We load the events file to be geolocated.

#Load Events
events_sf <- readRDS(system.file("extdata", "events_sf.Rdata", package = "MeasuringLandscape")) 

events_sf_text_coord_unique <- plyr::ddply(events_sf[,c('location_text','name_clean','name_cleaner','document_district_clean','map_coordinate_clean_latitude','map_coordinate_clean_longitude')],
                                     "location_text", transform,
      map_coordinate_has =sum(!is.na(map_coordinate_clean_latitude))
      )

We load the combined gazetteer files.

#Load Gazetteers
flatfiles_sf_roi <- readRDS(system.file("extdata", "flatfiles_sf_roi.Rdata", package = "MeasuringLandscape")) 
dim(flatfiles_sf_roi)
flatfiles_dt <- data.table::as.data.table(flatfiles_sf_roi)
data.table::setkey(flatfiles_dt,place_hash)

We load a pretrained toponym matcher based on XGBoost and many string distance features.

#Load toponym model
#p_load(xgboost)
toponym_xb_model <- xgboost::xgb.load(system.file("extdata", "toponym_xb_onlystring.bin", package = "MeasuringLandscape"))

Summary Statistics

When we start, we have r length(unique(events_sf$name_cleaner)) unique location strings in the events data.

#events_sf$name_cleaner %>% tabyl(sort=T)

When we start, we have r length(unique(flatfiles_sf_roi$name_cleaner)) unique location strings in the gazetteer data.

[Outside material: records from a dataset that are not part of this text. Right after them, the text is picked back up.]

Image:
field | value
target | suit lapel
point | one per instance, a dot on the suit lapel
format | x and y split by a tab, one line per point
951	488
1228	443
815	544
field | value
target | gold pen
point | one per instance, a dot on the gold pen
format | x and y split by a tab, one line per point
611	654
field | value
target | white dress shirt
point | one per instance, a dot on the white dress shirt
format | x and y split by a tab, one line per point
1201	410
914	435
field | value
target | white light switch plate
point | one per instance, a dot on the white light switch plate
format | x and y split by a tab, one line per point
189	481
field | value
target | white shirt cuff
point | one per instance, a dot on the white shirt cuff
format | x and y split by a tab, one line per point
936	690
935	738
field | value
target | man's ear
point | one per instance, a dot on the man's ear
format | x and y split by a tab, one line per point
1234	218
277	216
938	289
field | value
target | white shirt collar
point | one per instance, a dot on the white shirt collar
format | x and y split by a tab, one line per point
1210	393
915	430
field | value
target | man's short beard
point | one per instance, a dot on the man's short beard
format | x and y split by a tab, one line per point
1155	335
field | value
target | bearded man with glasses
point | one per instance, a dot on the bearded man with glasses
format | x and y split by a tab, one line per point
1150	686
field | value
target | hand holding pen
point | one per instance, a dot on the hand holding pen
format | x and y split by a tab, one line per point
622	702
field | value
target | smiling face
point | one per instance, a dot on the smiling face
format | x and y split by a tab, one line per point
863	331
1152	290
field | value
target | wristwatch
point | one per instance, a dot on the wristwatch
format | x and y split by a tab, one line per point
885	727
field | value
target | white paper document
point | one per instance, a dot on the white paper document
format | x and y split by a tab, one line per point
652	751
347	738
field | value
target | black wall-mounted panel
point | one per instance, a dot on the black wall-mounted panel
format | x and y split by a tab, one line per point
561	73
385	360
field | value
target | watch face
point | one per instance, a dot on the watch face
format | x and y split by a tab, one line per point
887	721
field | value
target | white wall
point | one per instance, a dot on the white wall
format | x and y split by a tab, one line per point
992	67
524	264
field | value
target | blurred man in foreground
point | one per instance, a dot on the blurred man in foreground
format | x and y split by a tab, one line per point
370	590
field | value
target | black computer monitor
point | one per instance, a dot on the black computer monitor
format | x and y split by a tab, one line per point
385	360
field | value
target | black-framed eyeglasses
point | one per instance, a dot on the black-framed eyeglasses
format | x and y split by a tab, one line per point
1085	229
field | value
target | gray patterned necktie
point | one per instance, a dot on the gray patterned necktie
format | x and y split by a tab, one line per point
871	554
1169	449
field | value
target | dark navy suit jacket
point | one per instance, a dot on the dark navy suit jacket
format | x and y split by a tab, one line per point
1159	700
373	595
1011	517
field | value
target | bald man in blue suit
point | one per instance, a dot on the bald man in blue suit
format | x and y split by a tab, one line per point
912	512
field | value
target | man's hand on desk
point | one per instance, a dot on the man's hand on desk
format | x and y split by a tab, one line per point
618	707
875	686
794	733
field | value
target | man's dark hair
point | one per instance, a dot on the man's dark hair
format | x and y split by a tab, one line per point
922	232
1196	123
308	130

#flatfiles_sf_roi$name_cleaner %>% tabyl(sort=T)

If we considered every single pair of possible matches it would require about 62 million comparisons (r length(unique(events_sf$name_cleaner)) * length(unique(flatfiles_sf_roi$name_cleaner))). And that is just for our relatively small number of event location strings and restricting our gazetteers to a relatively small region of interest. Obviously, any approach we implement is going to have to scale sub-quadratic in the number of locations or it won't be applicable to any problem of interesting size.

Stem

Our first move is to stem each location string of prefixes and common suffixes so that we can match slight variations of the same place to a single identifier.

#Step 1  Get Suggestions for Stems

#Stem the gazetteer names
temp <- MeasuringLandscape:::strip_postfixes(flatfiles_sf_roi$name_cleaner)
flatfiles_sf_roi$name_cleaner_stem <- temp[[1]]
flatfiles_sf_roi$name_cleaner_postfix <- temp[[2]]

#flatfiles_sf_roi$name_cleaner_stem %>% tabyl(sort=T)

There are r length(unique(flatfiles_sf_roi$name_cleaner_stem)) unique location stems in the flatfiles data.

#Stem the event names
temp <- MeasuringLandscape:::strip_postfixes(events_sf$name_cleaner)
events_sf$name_cleaner_stem <- temp[[1]]
events_sf$name_cleaner_postfix <- temp[[2]]

#events_sf$name_cleaner %>% tabyl(sort=T)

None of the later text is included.